Son günlerde İsrail ve Amerika Birleşik Devletleri ortaklığıyla; Kudüs ve Gazze’de yürütülen kirli ve karanlık operasyon; dünya kamuoyunda derin bir sarsıntı yaratmıştır.
Türk milleti ve İslam âlemi başta olmak üzere; ruhu zulme karşı direnme azmiyle dolu, vicdanının sesini konjonktürün sesiyle bastırmamış bütün insanlar kan deryasında boğulmaya çalışılan Filistin’in feryadına kulak vermiştir.
Amerika’nın “diplomatik misyon”, “elçilik açılışı” diyerek perdelemeye çalıştığı terör dalgası; Filistinliler için yeni bir gelişme değildir. Fakat acılı coğrafyanın evlatlarının bu kez yüreğini yakan; mazlumların ahı üzerine kurulan bu katliam ortaklığının Kudüs planıdır. Amerika ve İsrail’in ortak prodüksiyonla yürüttükleri bu tehlikeli oyunun asli amacı; Müslümanların ilk kıblesini işgal etmek ve küresel Siyonizm’in hizmetine sunmaktır.
Bu mesele anlaşıldığı kadarıyla katliamcı ittifakın pek çok derdine derman olacaktır. Mevcut ABD yönetiminin kendi ülke içinde yaşadığı çalkantılar için bulduğu kamuflaj; Kudüs meselesi olmuştur. Trump; -sözde- Kudüs fatihi bir haçlı komutanı olarak Amerika’da kendisine yönelen tepkiden kurtulmaya çalışmaktadır. Fakat Kudüs; onların siyasi ayak oyunlarına ve binlerce yıllık kinlerine kurban veremeyeceğimiz kadar kıymetlidir.

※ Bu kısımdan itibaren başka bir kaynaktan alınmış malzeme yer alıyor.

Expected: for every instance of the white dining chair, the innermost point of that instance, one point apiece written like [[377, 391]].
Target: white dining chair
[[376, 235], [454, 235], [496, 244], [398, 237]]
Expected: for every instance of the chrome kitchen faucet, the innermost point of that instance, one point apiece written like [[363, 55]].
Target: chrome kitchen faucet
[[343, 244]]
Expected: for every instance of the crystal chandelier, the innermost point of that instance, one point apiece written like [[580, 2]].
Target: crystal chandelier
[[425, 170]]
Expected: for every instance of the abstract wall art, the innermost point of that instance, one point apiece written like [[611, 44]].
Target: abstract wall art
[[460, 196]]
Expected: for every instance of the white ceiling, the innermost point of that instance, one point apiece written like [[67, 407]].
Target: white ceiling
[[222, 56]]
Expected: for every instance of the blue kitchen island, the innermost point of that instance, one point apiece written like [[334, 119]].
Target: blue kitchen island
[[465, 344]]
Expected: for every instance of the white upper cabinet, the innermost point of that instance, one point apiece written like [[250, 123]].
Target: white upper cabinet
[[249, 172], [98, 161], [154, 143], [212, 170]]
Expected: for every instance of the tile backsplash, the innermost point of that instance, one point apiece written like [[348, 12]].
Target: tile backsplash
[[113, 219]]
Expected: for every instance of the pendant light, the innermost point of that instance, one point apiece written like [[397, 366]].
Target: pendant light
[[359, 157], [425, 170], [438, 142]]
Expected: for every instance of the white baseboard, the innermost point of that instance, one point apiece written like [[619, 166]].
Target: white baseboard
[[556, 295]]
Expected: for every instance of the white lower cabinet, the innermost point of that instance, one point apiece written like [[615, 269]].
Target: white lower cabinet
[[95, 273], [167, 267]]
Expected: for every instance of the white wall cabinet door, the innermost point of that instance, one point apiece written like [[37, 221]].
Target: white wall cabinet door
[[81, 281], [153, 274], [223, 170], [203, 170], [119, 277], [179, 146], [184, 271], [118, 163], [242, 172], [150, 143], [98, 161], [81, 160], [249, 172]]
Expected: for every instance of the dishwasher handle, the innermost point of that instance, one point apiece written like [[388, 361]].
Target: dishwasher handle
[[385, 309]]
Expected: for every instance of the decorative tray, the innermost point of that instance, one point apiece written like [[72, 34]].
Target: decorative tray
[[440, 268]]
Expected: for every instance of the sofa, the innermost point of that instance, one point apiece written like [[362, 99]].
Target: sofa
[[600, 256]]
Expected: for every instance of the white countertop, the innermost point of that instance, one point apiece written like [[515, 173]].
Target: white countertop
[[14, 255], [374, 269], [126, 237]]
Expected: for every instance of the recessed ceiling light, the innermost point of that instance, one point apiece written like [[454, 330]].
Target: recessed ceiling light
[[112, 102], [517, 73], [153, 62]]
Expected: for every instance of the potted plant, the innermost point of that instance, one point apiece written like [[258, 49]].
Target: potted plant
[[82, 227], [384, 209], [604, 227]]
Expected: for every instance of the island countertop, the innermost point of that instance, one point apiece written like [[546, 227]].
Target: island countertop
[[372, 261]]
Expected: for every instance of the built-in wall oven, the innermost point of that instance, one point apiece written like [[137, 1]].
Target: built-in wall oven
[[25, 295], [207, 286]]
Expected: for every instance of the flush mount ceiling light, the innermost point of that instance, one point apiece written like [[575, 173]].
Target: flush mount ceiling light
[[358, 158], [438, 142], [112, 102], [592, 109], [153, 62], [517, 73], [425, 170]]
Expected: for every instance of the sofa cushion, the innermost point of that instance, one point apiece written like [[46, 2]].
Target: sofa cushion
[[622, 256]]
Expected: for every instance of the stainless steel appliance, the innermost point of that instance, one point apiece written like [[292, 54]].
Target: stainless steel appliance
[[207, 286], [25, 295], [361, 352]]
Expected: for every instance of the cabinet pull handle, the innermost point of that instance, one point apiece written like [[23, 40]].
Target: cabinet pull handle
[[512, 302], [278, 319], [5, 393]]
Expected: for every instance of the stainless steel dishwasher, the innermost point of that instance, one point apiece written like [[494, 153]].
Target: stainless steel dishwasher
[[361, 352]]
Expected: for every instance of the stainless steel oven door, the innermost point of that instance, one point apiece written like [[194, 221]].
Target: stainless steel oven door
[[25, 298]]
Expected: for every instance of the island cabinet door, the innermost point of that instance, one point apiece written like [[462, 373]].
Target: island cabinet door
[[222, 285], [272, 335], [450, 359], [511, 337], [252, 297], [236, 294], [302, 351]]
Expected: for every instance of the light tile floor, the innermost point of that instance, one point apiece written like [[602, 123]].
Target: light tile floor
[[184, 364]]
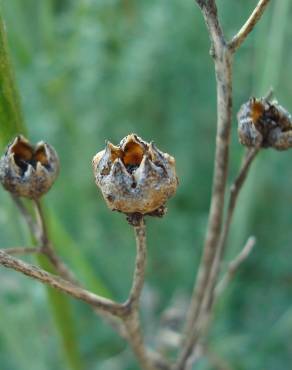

Dünyayı yöneten egemen ve kanunsuz bütün kuvvetler bir araya girip ittifak kursa dahi Türk milleti bu oldubittiyi kabul etmeyecek, Filistinli kardeşlerinin yanında olacaktır.
Filistin’in, Kudüs’ün, Gazze’nin yanında saf tutmak Türk milleti için hem insanlık, hem Müslümanlık vazifesi hem de ecdada karşı yerine getirilmesi gereken bir evlat yükümlülüğüdür. Kudüs bizim için Hazreti Ömer’in, “Kudüs-ü Şerîf” ismini veren Yavuz Sultan Selim’in emanetidir. O şehir bize kanının son damlasına kadar Mescid-i Aksa’yı savunan binlerce Mehmetçik’in, şehirden ordumuz çekildikten sonra artçı birlik olarak nöbet tutma görevini 50 yıldan fazla devam ettiren 11. Makineli Takım Komutanı Iğdırlı Onbaşı Hasan’ın emanetidir.
Kudüs’te katledilen her bir masum çocuğun kanı Amerikalıların, İsraillilerin ellerinde ebediyen kalacak ve bu lekeyi yeryüzünün bütün suları bir araya getirilse temizleyemeyecektir.
Bizlere mağfiret, rahmet ve arınmayı getiren Mübarek Ramazan ayı; Milletimizin birliğine, Devletimizin yüceliğine, Filistinli kardeşlerimizin de yüreklerine ferahlık ve Kudüs için de adalet getirmesini Yüce Allah’tan dileğimizdir.